第11話 一輪功なって

 太閤は黙しつづけました。丿貫もことばをつぎませんでした。二人の沈黙があたりにただよい沈黙同士が交流しているかのようでした。

 丿貫は次をかんがえることなく、ただその時をあるがままに受けいれていました。その沈黙は木の椀も石の碗もかければかけたままのそれをたのしむというのににていました。

 太閤の沈黙は迷路にはまっておりました。まっすぐはしって壁にぶつかり、角をまがって引きかえすというふうでした。ですが、焦りというものはしょうじませんでした。惑乱をあそびたのしんでいるおのれを発見したような感覚がありました。かんがえてみれば、太閤の人生の大半は人にも物にもいからず、人の言や物のすすむのをさえぎらずであったのです。

「ご機嫌をそこねるようなことを申しましたろうか」

 丿貫は気遣いをしめしました。

「いや」

 とおうじておいて、太閤は、そういえばと、今更ながらおもいました。この男は不意におとずれた者が誰か問いもしない。ただ時を倶(とも)にすごしている、それだけのようだ。

「もらえますかな」

 太閤は所望しました。男は低い声で一言(いちごん)おうじると竃(かまど)に木切れを二つほどくべました。湯の温度があがるあいだに茶葉を手のひらにひろげ、ごみをよけ哿しよしとほめて笹の葉の上にやすませました。

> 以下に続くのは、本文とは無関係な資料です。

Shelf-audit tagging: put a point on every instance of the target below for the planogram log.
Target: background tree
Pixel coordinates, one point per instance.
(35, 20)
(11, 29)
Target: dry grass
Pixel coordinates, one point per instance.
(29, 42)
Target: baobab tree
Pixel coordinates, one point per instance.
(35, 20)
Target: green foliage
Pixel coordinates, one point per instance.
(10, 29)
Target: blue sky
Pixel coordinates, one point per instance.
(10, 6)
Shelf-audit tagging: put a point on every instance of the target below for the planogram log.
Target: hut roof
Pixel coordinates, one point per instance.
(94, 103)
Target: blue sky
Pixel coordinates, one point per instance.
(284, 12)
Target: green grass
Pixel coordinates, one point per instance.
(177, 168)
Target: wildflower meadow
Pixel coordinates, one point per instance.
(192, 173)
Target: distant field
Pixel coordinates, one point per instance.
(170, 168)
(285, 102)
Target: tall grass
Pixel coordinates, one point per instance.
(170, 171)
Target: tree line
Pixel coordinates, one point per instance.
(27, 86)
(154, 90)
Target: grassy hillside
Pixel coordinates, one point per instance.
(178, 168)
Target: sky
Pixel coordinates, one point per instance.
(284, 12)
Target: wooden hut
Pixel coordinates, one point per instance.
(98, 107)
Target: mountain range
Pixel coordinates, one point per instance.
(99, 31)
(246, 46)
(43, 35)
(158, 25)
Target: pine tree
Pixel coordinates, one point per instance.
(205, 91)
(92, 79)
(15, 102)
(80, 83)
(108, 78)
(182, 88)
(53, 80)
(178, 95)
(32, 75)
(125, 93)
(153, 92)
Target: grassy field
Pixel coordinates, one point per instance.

「ゆっくら葉をのばせ、手足をのばせ、ゆっくららじゃ」

 ノ貫はそんなことどもをぶつぶつと口の中であそばせていました。子守歌のように。

 釜の湯がわきました。もえている薪を手前にひいて火をよわめます。わいた湯に木の椀をいれ箸でおしこみます。

「市中では疫病があるそうでございますから」

「市中には種々の病いがはやる。欲得病、茶の湯病……」

 男は釜から木の椀を取りだすと、その椀でもう一つの石の碗の方にも湯をそそぎ、毒消しをほどこしました。木の椀と石の碗、二つのわんが用意され笹の葉の上から茶葉がすべりおちました。

「急須をとおすのは毒消しが一つふえますでなァ」

 丿貫はそういって、やや熱をさげた湯を頃合い哿しとみて木茶わんと石茶わんにそそぎました。して、眼前の畑にたつ桑の木の小枝をたおり、刃渡り三寸ほどの小刀で手際よく皮をむくと二つのわんの湯の中でゆるらーに円をえがきました。

「鄙の茶々でござる」

 丿貫は石の茶わんを太閤に、木の茶わんを手許にふりわけました。桑の小枝で円をえがかれた湯は茶葉をだいてまろやかな笑みをうかべています。男は太閤にどうぞという意味の手をさしのべます。太閤はそれを視線でうけておいて、左の指先で一寸という仕種をしました。

「そちらの、木の椀でもらえますかのゥ」

「ほー、こちらを、こちらをこのみますか」

 男はためらうことなく木の椀の茶をやり石の碗を引きよせました。太閤は微細にゆれていた茶々の波がしずまるのをまってふくみました。

「母者人のしみる訓戒でござるが……」

 太閤はそんな偶感を口にしました。

「ほろ苦さをまとった甘さでござる。甘さの方は茶人どのの徳、ほろ苦さはわしの、不徳がかんじさせるものであります」

「ハハ、それはまた面白いことを……。ときに何ゆえ木の椀を」

「荒削りに魅(ひ)かれて」

 木の椀は職人ではない素人がこしらえたものであろう、刃物の格闘した痕がのこっています。太閤はそこに質素な温(ぬく)とさをかんじたのです。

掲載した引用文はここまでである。